All sounds (other than pure sine waves) are actually conglomerate sounds made by the vibration of a resonator (let's say a sting on a cello). The pitch produced by one complete up and down wave of the string is the pitch of the fundamental, and let's use the low C of that cello as an example. So, in this case the fundamental is the low C, two ledger lines beneath the bass staff.

Now, at the same time the string will also vibrate in multiples: half the length of the string, in thirds, in quarters, in fifths.... and so on, and all these vibrations are happening at the same time. Because the vibrations are shorter (half the string length, a third, etc), they produce higher pitches. These higher pitches are the overtones. Every note will have it's own set of overtones based on the fractions of length of it's fundamental. We perceive this conglomerate sound as a single note of a particular timbre.

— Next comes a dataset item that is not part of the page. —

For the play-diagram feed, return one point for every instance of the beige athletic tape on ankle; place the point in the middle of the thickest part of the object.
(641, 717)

The overtones happen in a pattern called the Harmonic Overtone Series. The first overtone is an octave above the fundamental. The second is a 5th higher, the third a 4th above this, then up in 3rds; each time the distance in pitch gets mathematically smaller. For that same low cello note the first few notes of the series would be (going up in pitch): C (beneath the staff), C (in the staff), G, middle C, E, G, Bb, C, D, E, F#, G....(and on, but the tuning gets weird). This Harmonic Overtone Series is the basis for harmonics on instruments, how horns work, the nature of timbre and one of the ways the brain analyses sounds, in general.